A Snail and Iguana Fought and Caused the Moon to Shine

When Hungry Season came and the weaker animals were dying from starvation, Leopard found a bread-nut seed and took it to his family. It was so small that even Baby Leopard scorned to eat it. So great was the animals’ hunger that anyone who laughed or cried would die, but the family laughed at the little seed by holding their lips apart with their paws; and they cried for hunger by damping their eyes with water and letting it trickle down their faces.
Leopardess was a wise woman; she planted the bread-nut seed in the ground, hoping that it might grow to a tree with fruit in later years. But in the darkness of the night a strange and wonderful thing took place: the seed grew to be a mighty tree laden with fruit, and ripe pods were scattered on the ground beneath it, some cooked and others raw.
The Leopard family ate until their stomachs throbbed with fullness.
But Leopard was never a charitable animal and he decided he would hire a watchman who would guard this food for the Leopard family. Such a watchman would have to be some animal who could conquer and outwit such mighty animals as Elephant and Crocodile, and this problem was a thing which caused Leopard much thought and worry.
Leopardess, with her cunning, advised him to choose Snail.
Now, those times were long ago, even before the moon was married to the earth, and Snail was a round, round animal instead of the half-round animal he is; when he was tucked inside his shell no one could tell if he was standing up or lying down. He was full of slime and slipperiness and part of his house was hinged; and so powerful was his slipperiness that a drop of it could cause an ox to skid about on a sandy beach. Snail became the watchman and guarded Leopard’s tree. He sprayed the tree with powerful slime so that animals and birds could not approach it: and then Leopard invited all the animals to come.
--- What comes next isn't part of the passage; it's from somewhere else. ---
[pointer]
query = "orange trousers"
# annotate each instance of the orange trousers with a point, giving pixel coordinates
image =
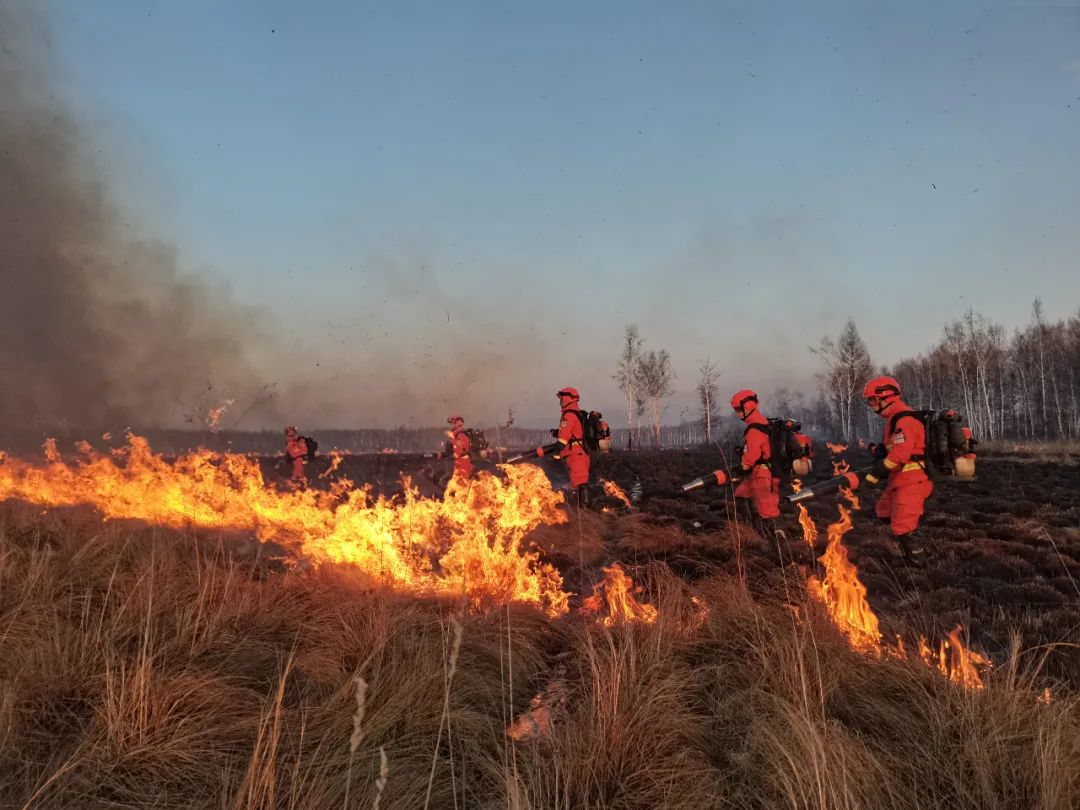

“Bring a little strength, a little courage, and your appetites,” he said, “and you shall eat your fill as soon as you have overpowered Snail.”
But how could the starving animals fight when laughter or tears would cause their death?
Elephant advanced to battle with Snail. He tried to squash the little beast, but slippery Snail slid from under him and the clumsy Elephant skidded and fell with a thump. No matter how he thrashed about and trumpeted he could not gain his feet again. Snail pushed him, and Elephant slid helplessly down the trail on the terrible slime of Snail.
Crocodile came, and Buffalo, and grumpy Hippopotamus; and all failed. Then Iguana came, with grim determination in his beady yellow eyes; he had three of them in those days. Iguana was a reptile and accustomed to long periods of starvation: his strength had stayed with him, and his long claws were proof against the slippery slime of Snail. He was a nimble and bouncy animal who always fell on his feet, and his long straight tongue could be used as a handy weapon.
Snail and Iguana rushed upon each other; Iguana scrabbled with his claws and Snail rolled up in a ball to bang and bounce against him like a heavy sea pounding a rocky shore. So rough were Iguana’s scales and so tough was the shell of Snail that as they clashed in mortal combat streams of sparks and lightning flew.
Iguana tossed Snail in the air, high up in the heavens; but when Snail fell he fell on Iguana and flattened out his head. This changed the shape of Iguana’s head and squeezed out his third eye.
Then Snail threw Iguana so high in the air that Iguana saw the moon, which in those times was far away and had never been seen before. Iguana gave his third yellow eye to the blind moon and told her to wait nearby, just in case he needed help. When he fell down to earth he fell on top of Snail with a loud ‘Thump’. The hinged part of Snail’s shell broke off uncovering his vitals, and Snail became a half-long animal where before he had been completely round.
Snail was winded, wounded, and unhinged. Iguana won the battle: but his head was flattened, he split his tongue when swallowing Snail’s broken piece of shell, and he had given his third yellow eye to the moon. The moon still waits close to the earth in case Iguana should need help.